Why Putting Humans in Zoo Exhibits is a Good Thing Now
Lately, animal zoos have stirred controversy with everything from surplus animal breeding programs to zoochosis in captive animals. Now, two artists are reviving another kind of zoo that many believe should’ve stayed in the past: the human zoo.
Norway‘s Human Zoo
Human zoos were once status symbols where “the [wild and exotic] Other” was captured, conquered and displayed.
As reported in The Daily Beast, two artists in Norway are making the world confront this unfortunate history. Their human zoo art exhibit, filled with 300 volunteers and called “European Attraction Limited,” is opening after it originally debuted one century ago.
Human zoos give a whole different meaning to people watching. Norwegians gathered to goggle at the Sengalese, not Congolese, people living in “an exotic cluster of sub-Saharan dwellings and traditionally dressed inhabitants.” In a blatantly obvious exercise of colonial power, the Congo Village had been part of Norway’s constitution signing anniversary celebration.
The goals of European Attraction Limited are twofold: 1) to remind us of past colonial mistakes that seem to be forgotten, and 2) to display Norway’s persistent racism in light of what they believe is “an increasingly xenophobic continent.”
History of Human Zoos
Human zoos aren’t unique to Norway. Spanish scholar, Sánchez-Gómez notes that while putting people on display is nothing new (e.g., think about burial ceremonies), the way that we understand human zoos took shape in the second half of the 18th century. They were full of “racial spectacles, erotism and a few drops of anthropological science.”
“Authentic Savage” Dancing? Check.
“Authentic Savage” Screams, Shouts and Chants? Check.
“Authentic Savage” Animal Blood Sacrifices? Check.
It’s impossible to write about every living person put on display because they are part of a past that we tried to forget. Here are a couple of prominent examples about people who should not be forgotten:
The Daily Mail tells Ota Benga’s story. In 1906, Ota was brought from Congo to America to live in ‘the monkey cage.’
His claims to fame were that he was a pygmy, his teeth had been sharpened to resemble daggers and he was promoted as “The Missing Link” between primates and humans. When he arrived, he was chased, yelled at and laughed at. After 20 million visitors and countless 25 cent photos, Ota made it back home. He seemed to have a normal life because he married a local girl. However, when his bride was bit by a venomous snake and died, he became an outcast because the villagers believed he was cursed.
Ota pleaded to return to the States, and his life did not improve. Ota had one of his biggest fans, Adolf Hitler, to thank for that. Hitler was intrigued by Ota and used the boy as the basis for his “scientific racism” and the Holocaust. While Ota didn’t live long as a “living example of racial inferiority” on display, his quality of life never was the same. He was known to slap his chest and say: “I am a man. I am a man.”

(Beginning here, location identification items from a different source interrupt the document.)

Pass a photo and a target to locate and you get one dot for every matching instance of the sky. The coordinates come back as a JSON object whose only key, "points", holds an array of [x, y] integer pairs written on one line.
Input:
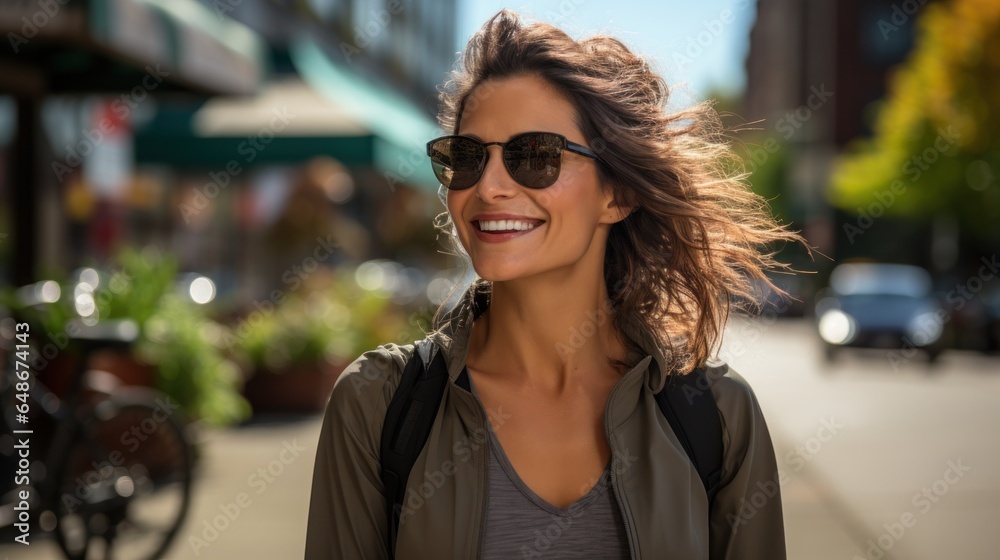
{"points": [[697, 45]]}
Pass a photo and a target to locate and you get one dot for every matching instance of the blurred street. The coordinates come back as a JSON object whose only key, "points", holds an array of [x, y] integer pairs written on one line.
{"points": [[888, 436]]}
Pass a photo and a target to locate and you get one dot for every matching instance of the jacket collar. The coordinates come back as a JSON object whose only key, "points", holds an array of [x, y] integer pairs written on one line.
{"points": [[455, 330]]}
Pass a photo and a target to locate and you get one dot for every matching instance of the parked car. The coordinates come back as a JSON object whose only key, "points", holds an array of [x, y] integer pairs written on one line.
{"points": [[881, 305]]}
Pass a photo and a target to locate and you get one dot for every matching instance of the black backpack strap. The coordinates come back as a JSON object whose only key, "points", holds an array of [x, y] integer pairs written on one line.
{"points": [[407, 425], [689, 405]]}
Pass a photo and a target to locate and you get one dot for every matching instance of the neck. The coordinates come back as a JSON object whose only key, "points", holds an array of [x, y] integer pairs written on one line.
{"points": [[550, 336]]}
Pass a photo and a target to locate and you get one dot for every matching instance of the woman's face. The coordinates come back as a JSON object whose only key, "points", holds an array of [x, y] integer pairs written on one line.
{"points": [[572, 216]]}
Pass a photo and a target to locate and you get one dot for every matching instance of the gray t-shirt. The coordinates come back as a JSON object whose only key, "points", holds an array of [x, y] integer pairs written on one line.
{"points": [[520, 524]]}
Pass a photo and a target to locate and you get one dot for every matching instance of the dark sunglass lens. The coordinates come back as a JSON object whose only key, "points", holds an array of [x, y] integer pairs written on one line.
{"points": [[457, 162], [533, 159]]}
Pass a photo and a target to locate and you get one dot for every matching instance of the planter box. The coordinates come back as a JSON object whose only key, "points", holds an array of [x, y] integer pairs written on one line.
{"points": [[298, 388]]}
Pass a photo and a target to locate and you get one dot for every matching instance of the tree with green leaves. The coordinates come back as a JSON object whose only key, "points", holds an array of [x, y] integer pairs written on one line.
{"points": [[936, 147]]}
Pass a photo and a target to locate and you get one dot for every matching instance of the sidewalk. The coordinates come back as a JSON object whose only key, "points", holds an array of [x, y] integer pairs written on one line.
{"points": [[254, 488]]}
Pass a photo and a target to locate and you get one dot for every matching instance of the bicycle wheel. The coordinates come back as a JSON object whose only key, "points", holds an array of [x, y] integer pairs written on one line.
{"points": [[124, 484]]}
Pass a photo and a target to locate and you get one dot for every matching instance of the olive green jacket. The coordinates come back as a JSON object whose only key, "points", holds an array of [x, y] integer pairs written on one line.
{"points": [[661, 497]]}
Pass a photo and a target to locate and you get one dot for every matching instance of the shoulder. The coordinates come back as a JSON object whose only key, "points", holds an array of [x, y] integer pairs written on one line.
{"points": [[744, 428], [733, 393], [362, 393]]}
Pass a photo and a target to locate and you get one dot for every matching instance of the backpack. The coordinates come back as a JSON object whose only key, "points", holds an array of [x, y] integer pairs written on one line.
{"points": [[692, 413]]}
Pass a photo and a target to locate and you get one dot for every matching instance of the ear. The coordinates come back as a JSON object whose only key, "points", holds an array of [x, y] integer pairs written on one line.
{"points": [[613, 212]]}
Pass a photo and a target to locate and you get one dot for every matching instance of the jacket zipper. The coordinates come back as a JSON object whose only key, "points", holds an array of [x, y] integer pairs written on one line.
{"points": [[619, 495], [484, 469]]}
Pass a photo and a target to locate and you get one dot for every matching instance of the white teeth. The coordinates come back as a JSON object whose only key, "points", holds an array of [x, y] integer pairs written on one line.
{"points": [[505, 225]]}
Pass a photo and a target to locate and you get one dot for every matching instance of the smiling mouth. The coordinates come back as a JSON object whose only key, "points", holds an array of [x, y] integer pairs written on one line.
{"points": [[505, 226]]}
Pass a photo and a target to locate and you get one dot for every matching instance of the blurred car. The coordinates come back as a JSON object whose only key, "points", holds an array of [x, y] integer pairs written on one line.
{"points": [[881, 305]]}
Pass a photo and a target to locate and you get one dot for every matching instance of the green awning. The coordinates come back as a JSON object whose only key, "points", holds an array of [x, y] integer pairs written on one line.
{"points": [[113, 45], [400, 128]]}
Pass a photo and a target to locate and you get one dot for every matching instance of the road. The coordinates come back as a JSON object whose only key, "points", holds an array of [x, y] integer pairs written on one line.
{"points": [[900, 460]]}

He never had a home in the States or his homeland. After a decade of first reaching American soil, Ota became depressed and committed suicide by putting a bullet through his head. He was only 32-years-old.
Sara “Saartjie“ Baartman, a.k.a. Hottentot Venus
South African History Online recounts Sara “Saartjie” Baartman’s life. Sara was born in the Eastern Cape and was an orphan by her adolescent years. After personal heartaches, Sara was sold into slavery and later worked as a domestic servant.
She eventually would travel to Europe to continue being a domestic servant and to “be exhibited for entertainment purposes.” It’s unclear if Sara willingly went or if she knew exactly what she was signing up for. Sara’s selling points were her dark complexion, her large buttocks and her elongated labia.
Sara was eventually sold to an exotic animal lover. He put Sara in a cage next to a baby rhino, and he would direct her like a circus ringmaster. Sara was a hit with the public and with the scientific community; like Ota, a naturalist also believed that Sara was “the missing link” between animals and humans.
In 1816, Sara died of unknown causes — alcoholism, smallpox or pneumonia are possibilities — when she was only 26-years-old. Sara couldn’t even get respect in death since the naturalist that appointed her “the missing link” made “a plaster cast of her body, pickled her brain and genitals and placed them into jars.” Unsurprisingly, her body parts were also put on display. Finally, almost 200 years later, at the request of President Nelson Mandela, Sara was given a proper burial in South Africa and put to rest.
While some might be offended by Norway’s 2014 European Attraction Limited, the exhibit is nothing compared to what used to happen. In this case, art, culture and history really have come together to remind us of our past mistakes, how far we’ve come in racial equality and how much work we have left. I’m glad to see that human zoos and their history are once again in the forefront of our memory (it took an anthropology degree for me to first learn about them) because the lives of Ota Benga and Sara “Saartjie” Baartman shouldn’t be forgotten. I like to think that one day we’ll look back at animal zoos and other animal captivity institutions with the same sadness, anger and regret, but only time will tell.